He did not campaign in these byelections

BJP lost because of that .

Rahul gandhi also did not campaign

Perhaps congress won because of that .lol
 
This is the second time BJP is facing some embarrassment in the By Polls . No doubt By elections are based on local issues but considering the very big mandate BJP got in the Parliamentary elections 3 months back , these results would really shock them and make them come out of their comfort zones and address all issues seriously and not just take the MODI WAVE for granted .
 
Rajasthan: In a jolt to the Vasundhara Raje government, the opposition Congress wrested three Assembly seats of Weir, Nasirabad and Surajgarh from the ruling BJP which could retain only the Kota seat.


Out of four Assembly seats which went to polls on September 13, BJP managed to win only one, bringing down its strength in the 200-member Rajastahn Assembly to 160 from 163.

That is amazing, people love Raje's government, at least in Jaipur.
 
This is the second time BJP is facing some embarrassment in the By Polls . No doubt By elections are based on local issues but considering the very big mandate BJP got in the Parliamentary elections 3 months back , these results would really shock them and make them come out of their comfort zones and address all issues seriously and not just take the MODI WAVE for granted .
even the stock market does not take state bye elections seriously.
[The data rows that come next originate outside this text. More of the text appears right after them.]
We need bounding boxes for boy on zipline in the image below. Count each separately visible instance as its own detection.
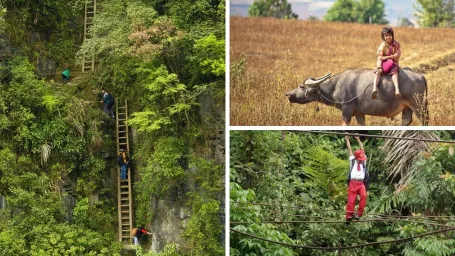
[344,136,370,224]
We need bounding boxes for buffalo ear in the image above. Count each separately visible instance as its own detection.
[305,73,332,88]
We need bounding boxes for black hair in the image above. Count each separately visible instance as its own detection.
[381,27,395,42]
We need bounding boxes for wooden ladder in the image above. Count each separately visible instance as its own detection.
[82,0,96,72]
[115,100,134,242]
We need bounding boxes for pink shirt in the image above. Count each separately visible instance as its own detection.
[377,40,401,64]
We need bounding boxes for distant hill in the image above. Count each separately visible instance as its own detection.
[230,0,417,26]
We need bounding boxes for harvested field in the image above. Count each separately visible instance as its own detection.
[230,17,455,126]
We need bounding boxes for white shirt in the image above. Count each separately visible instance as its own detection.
[349,156,367,180]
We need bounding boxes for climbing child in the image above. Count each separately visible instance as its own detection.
[345,136,370,224]
[371,27,402,100]
[117,149,129,180]
[131,225,153,245]
[62,64,71,84]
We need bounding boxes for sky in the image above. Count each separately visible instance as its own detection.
[230,0,418,25]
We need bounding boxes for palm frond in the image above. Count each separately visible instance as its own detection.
[382,130,439,184]
[302,146,349,197]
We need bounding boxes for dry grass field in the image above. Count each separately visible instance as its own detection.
[230,17,455,126]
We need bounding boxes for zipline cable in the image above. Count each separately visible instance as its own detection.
[231,202,455,219]
[288,130,455,143]
[229,227,455,251]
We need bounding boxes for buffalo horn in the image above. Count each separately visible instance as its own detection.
[305,73,332,86]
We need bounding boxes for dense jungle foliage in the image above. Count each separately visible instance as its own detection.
[0,0,225,255]
[230,131,455,256]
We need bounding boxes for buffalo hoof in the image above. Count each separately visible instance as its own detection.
[371,91,378,100]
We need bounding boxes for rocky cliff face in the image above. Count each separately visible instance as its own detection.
[147,88,225,252]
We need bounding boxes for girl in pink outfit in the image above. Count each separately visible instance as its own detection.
[371,27,402,100]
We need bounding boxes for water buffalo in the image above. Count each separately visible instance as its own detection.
[286,68,428,125]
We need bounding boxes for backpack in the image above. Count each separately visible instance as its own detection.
[130,228,137,237]
[116,153,123,164]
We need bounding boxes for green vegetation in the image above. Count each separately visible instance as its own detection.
[415,0,455,28]
[324,0,388,24]
[0,0,225,255]
[230,131,455,256]
[248,0,299,19]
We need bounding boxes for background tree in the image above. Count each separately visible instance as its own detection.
[354,0,389,24]
[414,0,455,27]
[398,17,415,28]
[324,0,357,22]
[248,0,298,19]
[324,0,388,24]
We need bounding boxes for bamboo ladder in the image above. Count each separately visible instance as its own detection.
[82,0,96,72]
[115,100,134,242]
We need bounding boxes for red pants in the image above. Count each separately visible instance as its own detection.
[346,180,367,219]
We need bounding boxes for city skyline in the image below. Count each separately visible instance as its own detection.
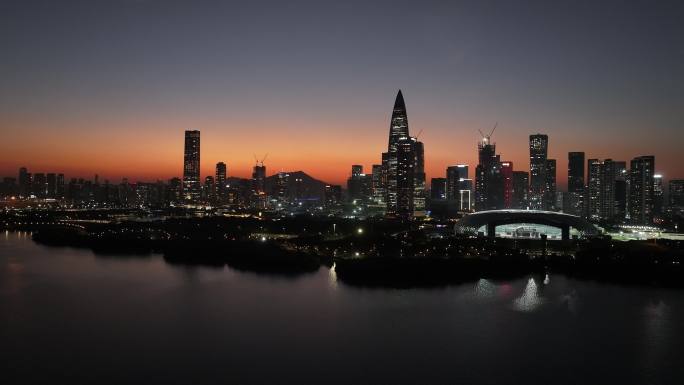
[0,1,684,189]
[0,89,681,191]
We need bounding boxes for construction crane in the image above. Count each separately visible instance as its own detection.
[477,122,499,143]
[254,153,268,166]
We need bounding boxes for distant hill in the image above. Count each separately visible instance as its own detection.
[266,171,327,201]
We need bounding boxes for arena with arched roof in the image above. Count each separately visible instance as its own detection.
[454,210,600,241]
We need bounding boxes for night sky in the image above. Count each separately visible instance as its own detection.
[0,0,684,184]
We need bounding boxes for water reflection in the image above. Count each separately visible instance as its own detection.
[328,262,337,289]
[643,300,673,376]
[474,279,496,299]
[561,289,579,314]
[513,278,544,312]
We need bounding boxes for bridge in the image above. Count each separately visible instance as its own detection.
[454,210,599,241]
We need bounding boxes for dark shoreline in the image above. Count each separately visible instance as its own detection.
[33,228,684,288]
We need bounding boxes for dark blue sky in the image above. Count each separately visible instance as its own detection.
[0,0,684,181]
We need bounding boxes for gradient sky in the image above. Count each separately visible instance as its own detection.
[0,0,684,185]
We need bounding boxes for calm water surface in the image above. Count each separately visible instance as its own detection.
[0,233,684,384]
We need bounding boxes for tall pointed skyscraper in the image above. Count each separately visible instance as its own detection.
[183,130,202,203]
[385,90,409,216]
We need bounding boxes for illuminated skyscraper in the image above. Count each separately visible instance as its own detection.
[371,164,385,204]
[386,90,406,216]
[412,138,425,217]
[653,174,665,216]
[629,156,655,225]
[347,164,366,201]
[613,160,629,222]
[183,130,202,202]
[18,167,31,197]
[446,164,468,201]
[530,134,549,210]
[394,137,416,219]
[501,162,513,209]
[587,159,615,221]
[513,171,530,209]
[475,132,503,211]
[214,162,228,202]
[668,179,684,210]
[563,152,585,216]
[542,159,557,210]
[430,178,447,200]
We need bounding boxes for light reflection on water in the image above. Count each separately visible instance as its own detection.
[0,233,684,385]
[513,278,544,312]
what matters is lok sabha seats

BJp retained vododara, SP retained mulayams seat inmainpuri and TRS got one in medak

BJP should not worry too much

Only for Amit shah , it is a setback . He will realise what he is without modi.
 
Rajasthan: In a jolt to the Vasundhara Raje government, the opposition Congress wrested three Assembly seats of Weir, Nasirabad and Surajgarh from the ruling BJP which could retain only the Kota seat.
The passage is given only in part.